Cant sell the bears display and give away the bear that will not work folks have tried that before with ducks.DNR as been known to shown up and take the FREE bear or duck and leave you the display. Dont try any games they dont play around.

Kim
"I bring life back to dead animals for a living"


----------



## Throwback (Aug 3, 2010)

Ihunt said:


> "Sell" the mount the bear is standing on and then "give" them the bear.



and them "get" a ticket. 


T


----------



## Coastie (Aug 4, 2010)

Sterlo58 said:


> I have not found that anywhere. I am not sayin you are wrong but I can't find the law. I know it is illegal to sell meat, and hides but not sure about mounts.



This is about as close as it comes to finding the actual law in the regs.
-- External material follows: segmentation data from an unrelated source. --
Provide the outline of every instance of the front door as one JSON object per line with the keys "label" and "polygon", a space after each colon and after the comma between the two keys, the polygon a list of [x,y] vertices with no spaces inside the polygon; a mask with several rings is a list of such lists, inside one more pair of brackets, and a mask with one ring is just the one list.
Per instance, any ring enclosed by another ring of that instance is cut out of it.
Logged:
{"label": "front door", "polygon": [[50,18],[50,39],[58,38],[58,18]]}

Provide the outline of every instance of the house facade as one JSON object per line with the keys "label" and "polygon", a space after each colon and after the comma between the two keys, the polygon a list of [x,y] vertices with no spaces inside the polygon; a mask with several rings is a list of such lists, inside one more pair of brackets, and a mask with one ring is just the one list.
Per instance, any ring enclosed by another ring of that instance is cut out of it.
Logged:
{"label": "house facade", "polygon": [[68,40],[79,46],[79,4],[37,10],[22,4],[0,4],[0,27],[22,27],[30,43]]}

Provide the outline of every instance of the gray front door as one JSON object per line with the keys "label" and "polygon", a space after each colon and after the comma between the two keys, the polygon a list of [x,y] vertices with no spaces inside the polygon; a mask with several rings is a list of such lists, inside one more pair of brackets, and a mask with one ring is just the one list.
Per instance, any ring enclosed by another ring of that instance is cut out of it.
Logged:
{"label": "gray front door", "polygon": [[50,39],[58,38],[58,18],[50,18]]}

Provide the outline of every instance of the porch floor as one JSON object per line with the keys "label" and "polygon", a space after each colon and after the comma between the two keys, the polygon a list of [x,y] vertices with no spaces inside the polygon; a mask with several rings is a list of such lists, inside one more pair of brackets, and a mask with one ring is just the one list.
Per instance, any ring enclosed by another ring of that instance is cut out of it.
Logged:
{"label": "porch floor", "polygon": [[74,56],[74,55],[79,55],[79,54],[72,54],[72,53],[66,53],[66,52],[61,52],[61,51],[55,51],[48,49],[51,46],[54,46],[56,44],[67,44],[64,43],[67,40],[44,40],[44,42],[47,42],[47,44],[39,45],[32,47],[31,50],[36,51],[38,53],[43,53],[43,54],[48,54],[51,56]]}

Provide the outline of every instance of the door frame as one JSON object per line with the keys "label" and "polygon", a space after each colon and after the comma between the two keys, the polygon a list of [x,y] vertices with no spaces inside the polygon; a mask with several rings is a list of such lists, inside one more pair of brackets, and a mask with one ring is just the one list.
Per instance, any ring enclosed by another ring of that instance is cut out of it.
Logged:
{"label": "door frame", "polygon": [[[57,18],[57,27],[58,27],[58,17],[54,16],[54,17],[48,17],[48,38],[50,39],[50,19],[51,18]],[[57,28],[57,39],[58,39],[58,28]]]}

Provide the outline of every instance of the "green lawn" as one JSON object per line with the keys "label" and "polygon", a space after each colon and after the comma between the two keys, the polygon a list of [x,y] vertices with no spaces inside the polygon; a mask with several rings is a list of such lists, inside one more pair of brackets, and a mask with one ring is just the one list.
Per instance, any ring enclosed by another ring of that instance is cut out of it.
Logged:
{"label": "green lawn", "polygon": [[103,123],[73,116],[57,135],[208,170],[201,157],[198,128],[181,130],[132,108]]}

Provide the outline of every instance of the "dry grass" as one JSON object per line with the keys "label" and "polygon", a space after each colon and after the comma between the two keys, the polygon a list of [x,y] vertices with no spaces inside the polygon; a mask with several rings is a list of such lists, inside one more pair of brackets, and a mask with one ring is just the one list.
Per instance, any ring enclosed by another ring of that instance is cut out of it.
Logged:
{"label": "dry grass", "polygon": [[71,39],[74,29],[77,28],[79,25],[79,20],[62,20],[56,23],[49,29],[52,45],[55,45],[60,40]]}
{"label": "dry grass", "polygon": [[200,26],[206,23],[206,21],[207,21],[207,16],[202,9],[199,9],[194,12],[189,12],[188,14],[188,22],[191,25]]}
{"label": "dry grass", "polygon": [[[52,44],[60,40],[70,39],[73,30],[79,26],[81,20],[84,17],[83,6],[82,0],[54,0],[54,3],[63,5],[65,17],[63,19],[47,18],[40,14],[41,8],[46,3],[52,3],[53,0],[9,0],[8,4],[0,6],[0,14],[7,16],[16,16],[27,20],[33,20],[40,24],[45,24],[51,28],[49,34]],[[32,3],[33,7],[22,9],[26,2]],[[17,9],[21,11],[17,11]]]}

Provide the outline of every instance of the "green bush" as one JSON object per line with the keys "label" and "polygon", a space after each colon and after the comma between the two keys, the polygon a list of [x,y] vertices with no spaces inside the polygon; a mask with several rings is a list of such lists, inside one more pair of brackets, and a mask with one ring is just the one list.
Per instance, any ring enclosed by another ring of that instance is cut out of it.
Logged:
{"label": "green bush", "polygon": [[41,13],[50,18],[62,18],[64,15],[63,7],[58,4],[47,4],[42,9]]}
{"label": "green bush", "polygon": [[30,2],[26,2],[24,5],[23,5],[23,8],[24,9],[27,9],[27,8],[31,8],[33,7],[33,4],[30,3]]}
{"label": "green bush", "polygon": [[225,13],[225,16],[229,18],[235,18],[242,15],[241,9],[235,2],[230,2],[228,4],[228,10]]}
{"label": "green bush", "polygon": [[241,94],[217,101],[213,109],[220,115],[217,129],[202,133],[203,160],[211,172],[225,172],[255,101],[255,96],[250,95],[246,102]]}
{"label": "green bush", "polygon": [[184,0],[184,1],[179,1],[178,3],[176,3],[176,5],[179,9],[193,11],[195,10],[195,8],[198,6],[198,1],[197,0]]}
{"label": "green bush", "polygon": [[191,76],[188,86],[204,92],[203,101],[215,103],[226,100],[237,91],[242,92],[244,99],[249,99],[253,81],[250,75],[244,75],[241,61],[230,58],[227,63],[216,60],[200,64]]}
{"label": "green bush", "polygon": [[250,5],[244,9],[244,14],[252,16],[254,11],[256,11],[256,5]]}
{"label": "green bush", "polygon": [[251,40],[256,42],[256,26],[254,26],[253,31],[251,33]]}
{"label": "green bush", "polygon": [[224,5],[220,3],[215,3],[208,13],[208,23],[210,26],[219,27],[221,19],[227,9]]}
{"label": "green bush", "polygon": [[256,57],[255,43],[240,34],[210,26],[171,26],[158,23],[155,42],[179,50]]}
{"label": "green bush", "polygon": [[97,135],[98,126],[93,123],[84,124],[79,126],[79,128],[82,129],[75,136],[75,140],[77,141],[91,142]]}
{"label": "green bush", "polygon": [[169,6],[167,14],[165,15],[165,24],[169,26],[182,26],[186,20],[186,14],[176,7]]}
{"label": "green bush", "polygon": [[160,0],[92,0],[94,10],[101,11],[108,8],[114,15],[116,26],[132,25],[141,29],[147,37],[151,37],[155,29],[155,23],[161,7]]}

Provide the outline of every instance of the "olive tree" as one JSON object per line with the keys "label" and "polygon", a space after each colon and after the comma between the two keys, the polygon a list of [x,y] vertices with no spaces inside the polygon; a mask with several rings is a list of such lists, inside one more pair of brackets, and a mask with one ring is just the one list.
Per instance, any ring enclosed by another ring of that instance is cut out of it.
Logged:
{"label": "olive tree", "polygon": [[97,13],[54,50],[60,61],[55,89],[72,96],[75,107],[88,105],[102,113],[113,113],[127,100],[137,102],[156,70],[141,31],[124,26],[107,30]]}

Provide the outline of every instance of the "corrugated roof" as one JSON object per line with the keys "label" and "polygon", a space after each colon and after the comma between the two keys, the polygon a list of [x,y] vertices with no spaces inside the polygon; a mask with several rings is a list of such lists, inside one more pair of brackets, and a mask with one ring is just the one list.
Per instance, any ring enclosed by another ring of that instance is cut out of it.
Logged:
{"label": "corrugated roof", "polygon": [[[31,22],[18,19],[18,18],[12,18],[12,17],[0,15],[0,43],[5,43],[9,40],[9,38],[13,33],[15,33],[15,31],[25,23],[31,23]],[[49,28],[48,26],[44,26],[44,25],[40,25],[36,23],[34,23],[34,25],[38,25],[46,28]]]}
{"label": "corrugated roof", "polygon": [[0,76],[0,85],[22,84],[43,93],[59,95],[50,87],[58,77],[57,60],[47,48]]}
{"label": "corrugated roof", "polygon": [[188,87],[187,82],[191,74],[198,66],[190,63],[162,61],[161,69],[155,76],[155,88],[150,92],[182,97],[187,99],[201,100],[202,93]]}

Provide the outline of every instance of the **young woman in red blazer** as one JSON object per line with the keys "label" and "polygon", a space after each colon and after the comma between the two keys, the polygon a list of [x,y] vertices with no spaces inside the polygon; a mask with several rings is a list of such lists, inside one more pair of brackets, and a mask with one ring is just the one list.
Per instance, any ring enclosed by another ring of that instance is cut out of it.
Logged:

There may be a different interpretation of it at some level but I am not aware of it. 

page 14 of the current regulation booklet, item 13 of unlawful activities:
"Selling or purchasing any game species or parts thereof, except antlers, hides and tails of legally taken deer, tails of legally taken squirells, and legally taken alligator products"

As to the why of it, you would have to consult your local law enforcement folks at the regional DNR office where you live. I believe it may have to do with the federal cites laws concerning wildlife species but I am not a law enforcement officer or an attorney.


----------